As a microbial ecologist, part of my job is to try and assign taxonomy to all of the microbial critters living in the habitats I study. For archaeal or bacterial 16S rRNA gene sequences this is relatively easy. The Ribosomal Database Project have a naive Bayesian classifier which is trained on a large curated database of archaeal and bacterial 16S rRNA gene sequences. Best of all, it is implemented in the popular bioinformatics pipeline Qiime, making it nice and easy to apply to your own data.

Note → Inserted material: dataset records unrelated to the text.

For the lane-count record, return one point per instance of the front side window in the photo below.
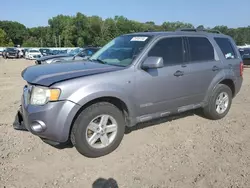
(122, 50)
(226, 47)
(170, 49)
(200, 49)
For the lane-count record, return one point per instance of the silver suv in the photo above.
(134, 78)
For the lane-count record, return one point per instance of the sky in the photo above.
(209, 13)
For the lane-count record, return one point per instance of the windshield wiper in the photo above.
(99, 61)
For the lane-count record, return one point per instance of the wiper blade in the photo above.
(99, 61)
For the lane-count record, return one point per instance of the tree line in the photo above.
(80, 30)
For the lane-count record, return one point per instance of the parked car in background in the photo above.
(33, 54)
(45, 51)
(20, 52)
(10, 53)
(76, 54)
(134, 78)
(245, 54)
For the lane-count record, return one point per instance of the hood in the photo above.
(49, 74)
(44, 58)
(35, 53)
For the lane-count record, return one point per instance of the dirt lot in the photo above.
(181, 152)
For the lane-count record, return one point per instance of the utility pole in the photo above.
(55, 41)
(59, 41)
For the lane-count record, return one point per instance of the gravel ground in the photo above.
(186, 151)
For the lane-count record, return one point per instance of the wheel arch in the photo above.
(119, 103)
(228, 81)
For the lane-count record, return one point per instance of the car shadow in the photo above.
(18, 125)
(105, 183)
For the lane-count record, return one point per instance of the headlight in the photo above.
(40, 95)
(49, 61)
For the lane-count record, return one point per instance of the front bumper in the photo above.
(55, 118)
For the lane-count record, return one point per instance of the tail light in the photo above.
(241, 68)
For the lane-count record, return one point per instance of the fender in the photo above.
(223, 75)
(94, 91)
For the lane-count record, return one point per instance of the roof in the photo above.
(181, 32)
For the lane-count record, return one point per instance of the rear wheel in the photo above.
(219, 103)
(98, 130)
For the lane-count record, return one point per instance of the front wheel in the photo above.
(219, 103)
(98, 130)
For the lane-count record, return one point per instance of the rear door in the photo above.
(230, 54)
(203, 65)
(163, 89)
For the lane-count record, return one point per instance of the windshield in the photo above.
(122, 50)
(10, 49)
(75, 51)
(35, 51)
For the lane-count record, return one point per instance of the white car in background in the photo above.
(33, 54)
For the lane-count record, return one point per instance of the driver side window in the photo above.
(170, 49)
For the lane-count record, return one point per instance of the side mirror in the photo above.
(153, 63)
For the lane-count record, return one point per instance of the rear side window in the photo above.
(200, 49)
(170, 49)
(226, 47)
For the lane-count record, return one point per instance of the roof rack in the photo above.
(198, 30)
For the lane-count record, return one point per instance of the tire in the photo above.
(210, 111)
(78, 134)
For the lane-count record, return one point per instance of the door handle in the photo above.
(179, 73)
(215, 68)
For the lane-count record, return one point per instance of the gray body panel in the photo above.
(148, 94)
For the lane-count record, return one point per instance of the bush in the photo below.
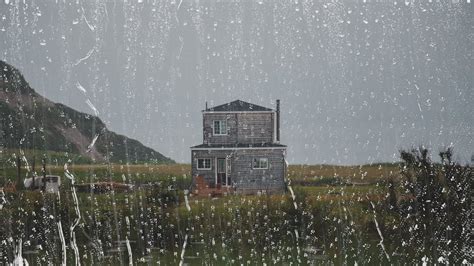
(436, 204)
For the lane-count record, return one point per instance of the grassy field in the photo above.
(330, 220)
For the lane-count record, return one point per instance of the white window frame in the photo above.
(220, 127)
(210, 164)
(260, 159)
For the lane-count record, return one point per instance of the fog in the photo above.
(357, 80)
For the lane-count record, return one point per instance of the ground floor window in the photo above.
(204, 164)
(260, 163)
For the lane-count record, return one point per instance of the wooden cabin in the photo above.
(241, 150)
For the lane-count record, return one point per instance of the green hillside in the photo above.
(31, 122)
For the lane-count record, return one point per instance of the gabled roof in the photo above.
(238, 106)
(239, 146)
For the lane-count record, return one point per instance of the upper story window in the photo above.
(260, 163)
(204, 164)
(220, 127)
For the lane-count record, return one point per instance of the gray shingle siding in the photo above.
(250, 134)
(244, 177)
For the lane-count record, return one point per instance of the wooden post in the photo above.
(18, 165)
(33, 174)
(44, 171)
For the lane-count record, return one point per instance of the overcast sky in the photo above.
(357, 82)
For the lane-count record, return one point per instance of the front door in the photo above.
(221, 172)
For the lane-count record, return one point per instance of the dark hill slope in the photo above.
(30, 121)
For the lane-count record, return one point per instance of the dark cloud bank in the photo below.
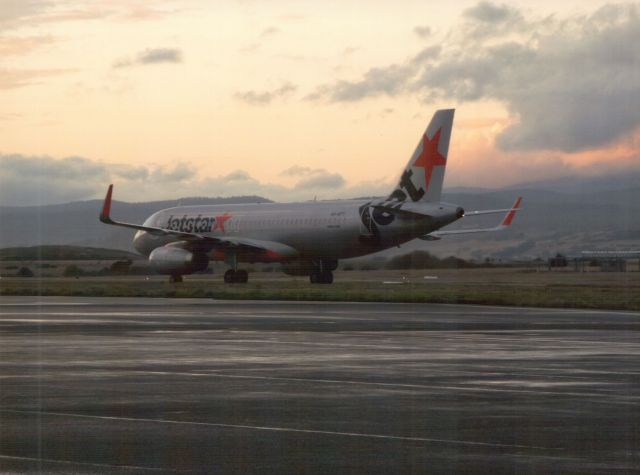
(572, 83)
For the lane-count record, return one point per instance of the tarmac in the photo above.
(95, 385)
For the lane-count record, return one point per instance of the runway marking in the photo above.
(284, 429)
(87, 464)
(399, 385)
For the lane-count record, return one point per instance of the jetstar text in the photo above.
(187, 224)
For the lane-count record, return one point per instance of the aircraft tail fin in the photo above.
(422, 178)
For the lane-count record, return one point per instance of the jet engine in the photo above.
(177, 261)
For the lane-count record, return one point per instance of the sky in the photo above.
(293, 100)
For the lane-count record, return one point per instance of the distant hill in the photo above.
(64, 253)
(567, 214)
(77, 223)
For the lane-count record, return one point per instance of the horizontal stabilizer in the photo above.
(504, 224)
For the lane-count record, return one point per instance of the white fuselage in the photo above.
(312, 230)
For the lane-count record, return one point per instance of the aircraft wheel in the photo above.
(242, 277)
(325, 277)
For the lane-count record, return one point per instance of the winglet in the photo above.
(511, 213)
(106, 207)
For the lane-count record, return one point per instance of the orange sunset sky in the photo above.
(295, 99)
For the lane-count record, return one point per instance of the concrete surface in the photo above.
(136, 385)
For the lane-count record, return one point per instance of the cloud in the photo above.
(321, 180)
(29, 180)
(569, 84)
(151, 56)
(19, 45)
(487, 12)
(422, 31)
(265, 97)
(14, 78)
(390, 80)
(270, 31)
(14, 11)
(314, 178)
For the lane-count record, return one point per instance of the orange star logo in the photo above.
(219, 223)
(430, 157)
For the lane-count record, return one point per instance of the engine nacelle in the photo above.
(177, 261)
(308, 267)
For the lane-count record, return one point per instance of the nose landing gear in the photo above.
(236, 276)
(322, 277)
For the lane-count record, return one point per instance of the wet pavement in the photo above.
(137, 385)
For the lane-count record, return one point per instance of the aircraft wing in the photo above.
(504, 224)
(199, 241)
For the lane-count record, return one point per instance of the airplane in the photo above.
(308, 238)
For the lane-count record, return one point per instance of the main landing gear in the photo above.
(236, 276)
(322, 277)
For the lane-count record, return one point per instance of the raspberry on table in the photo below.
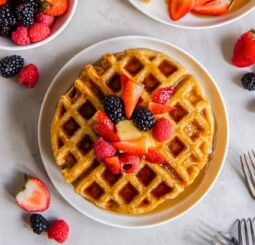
(11, 65)
(143, 118)
(38, 223)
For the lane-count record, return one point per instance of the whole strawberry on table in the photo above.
(29, 21)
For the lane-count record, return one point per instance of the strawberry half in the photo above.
(179, 8)
(157, 108)
(134, 147)
(113, 164)
(244, 51)
(212, 7)
(131, 95)
(35, 196)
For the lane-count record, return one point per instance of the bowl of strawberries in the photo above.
(26, 24)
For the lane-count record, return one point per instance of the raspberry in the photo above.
(103, 149)
(38, 32)
(58, 231)
(162, 129)
(153, 156)
(20, 36)
(129, 163)
(162, 95)
(28, 75)
(44, 18)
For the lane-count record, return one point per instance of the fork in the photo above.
(248, 166)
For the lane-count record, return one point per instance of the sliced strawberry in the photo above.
(212, 7)
(131, 95)
(134, 147)
(157, 108)
(113, 164)
(105, 120)
(35, 196)
(179, 8)
(105, 132)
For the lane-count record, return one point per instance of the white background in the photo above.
(94, 21)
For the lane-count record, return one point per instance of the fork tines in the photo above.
(248, 166)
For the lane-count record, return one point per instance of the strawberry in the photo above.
(162, 95)
(157, 108)
(55, 7)
(104, 127)
(179, 8)
(129, 163)
(153, 156)
(244, 51)
(212, 7)
(113, 164)
(35, 196)
(162, 129)
(133, 147)
(131, 95)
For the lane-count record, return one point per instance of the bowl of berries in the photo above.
(25, 24)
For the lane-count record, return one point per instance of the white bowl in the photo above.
(62, 82)
(157, 10)
(58, 26)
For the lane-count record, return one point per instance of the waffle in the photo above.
(187, 151)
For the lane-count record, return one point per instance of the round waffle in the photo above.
(187, 151)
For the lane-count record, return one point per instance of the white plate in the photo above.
(62, 82)
(157, 10)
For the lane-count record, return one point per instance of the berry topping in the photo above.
(103, 149)
(55, 7)
(38, 32)
(157, 108)
(20, 36)
(38, 223)
(114, 108)
(131, 95)
(104, 127)
(35, 196)
(179, 8)
(162, 129)
(153, 156)
(44, 18)
(162, 95)
(143, 118)
(11, 65)
(133, 147)
(59, 231)
(129, 163)
(113, 164)
(28, 75)
(248, 81)
(25, 13)
(244, 51)
(213, 7)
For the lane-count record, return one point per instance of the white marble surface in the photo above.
(96, 20)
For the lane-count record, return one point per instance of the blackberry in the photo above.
(25, 13)
(114, 108)
(11, 65)
(248, 81)
(143, 118)
(38, 223)
(7, 16)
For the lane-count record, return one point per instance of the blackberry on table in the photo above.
(248, 81)
(114, 108)
(11, 65)
(143, 118)
(38, 223)
(25, 13)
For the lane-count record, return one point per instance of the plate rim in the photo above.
(232, 20)
(102, 221)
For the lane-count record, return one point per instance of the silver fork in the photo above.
(248, 166)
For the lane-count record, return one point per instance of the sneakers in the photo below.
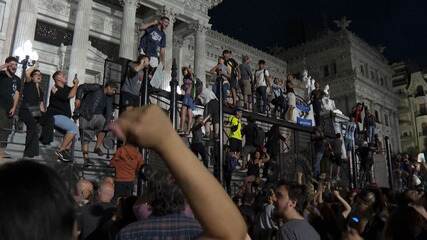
(63, 156)
(98, 151)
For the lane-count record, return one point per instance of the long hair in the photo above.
(34, 203)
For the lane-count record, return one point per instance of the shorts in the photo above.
(188, 102)
(233, 83)
(129, 100)
(5, 127)
(348, 144)
(235, 144)
(65, 123)
(246, 87)
(212, 108)
(89, 128)
(337, 160)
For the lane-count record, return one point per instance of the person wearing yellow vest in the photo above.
(235, 131)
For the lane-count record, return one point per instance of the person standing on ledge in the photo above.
(153, 42)
(10, 86)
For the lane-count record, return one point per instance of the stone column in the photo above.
(127, 36)
(200, 51)
(26, 26)
(171, 14)
(79, 49)
(177, 54)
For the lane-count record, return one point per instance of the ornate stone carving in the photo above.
(168, 12)
(136, 3)
(198, 27)
(343, 23)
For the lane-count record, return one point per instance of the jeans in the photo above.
(371, 133)
(317, 159)
(65, 123)
(32, 137)
(261, 98)
(197, 149)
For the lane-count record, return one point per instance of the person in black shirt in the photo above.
(94, 106)
(30, 111)
(197, 142)
(10, 86)
(235, 74)
(59, 108)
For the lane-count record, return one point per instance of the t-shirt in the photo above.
(127, 161)
(133, 83)
(235, 122)
(59, 103)
(8, 88)
(297, 230)
(30, 95)
(245, 72)
(232, 64)
(153, 40)
(197, 133)
(261, 75)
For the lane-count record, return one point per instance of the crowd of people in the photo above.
(187, 201)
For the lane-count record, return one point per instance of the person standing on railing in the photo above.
(188, 101)
(262, 82)
(234, 76)
(94, 108)
(316, 97)
(60, 109)
(10, 85)
(131, 88)
(245, 82)
(223, 74)
(31, 110)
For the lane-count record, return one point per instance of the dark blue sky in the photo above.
(400, 25)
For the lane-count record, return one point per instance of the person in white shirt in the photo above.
(262, 82)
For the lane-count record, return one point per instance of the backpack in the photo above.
(259, 137)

But what if you are for dealing with fungal ITS sequences instead? Well a recent paper from Deshpande et al. piqued my interest for several reasons. The paper describes a new curated database of fungal ITS sequences and demonstrates that the RDP naive Bayesian classifier does a decent job of classifying ITS sequences when trained on this database.
Unfortunately, using the RDP classifier on ITS sequences means going off piste so to speak and using the standalone classifier outside of Qiime. Given that most people never use the classifier outside of Qiime, I thought a brief demonstration might be useful. For all of the following, I’m assuming you’re using BioLinux and are at least somewhat familiar with the Linux terminal.
First of all, clone the RDPtools github repo like so:
git clone https://github.com/rdpstaff/RDPTools.git
Then, enter the newly created directory and set up the RDPtools software:
cd RDPTools git submodule init git submodule update make
You’ll get a lot of text whizzing through the terminal, don’t worry, you haven’t yet entered the Matrix! Once these processes finish the classifier has installed and is ready for use. However, we must now download some additional files which will allow the classifier to classify our fungal ITS sequences. To download these files, type:
This may take a few minutes depending on your connection speed. The files are packaged in what we call a tarball (kind of like a windows zip folder).
To unpack them:
tar -zxvf data.tgz
Now when we list the contents of our directory, we can see a new directory, “data”, has been created. This folder contains all the files we need to use the Warcup based classifier (and also the UNITE and LSU data handily).
I’m going to assume you’ve already clustered your ITS sequences into operational taxonomic units and picked a representative sequence for each OTU using Qiime or other means.
Now we simply call the classifier, tell it to use the Warcup classification files, and tell it where out data is. Simple:
java -Xmx1g -jar classifier.jar classify -t data/classifier/fungalits_warcup/rRNAClassifier.properties -o classifiedFungi.txt /path/to/data/fungalITS_repSet.fasta
A new file (“classifiedFungi.txt”) will have been created, containing the taxonomic assignments of each fungal sequence, complete with confidence values, pretty cool!
You can of course train the classifier yourself on a custom database, in which case, follow the steps here.
Anyway, I hope this was useful and demonstrates that venturing outside of Qiime is not necessarily that difficult!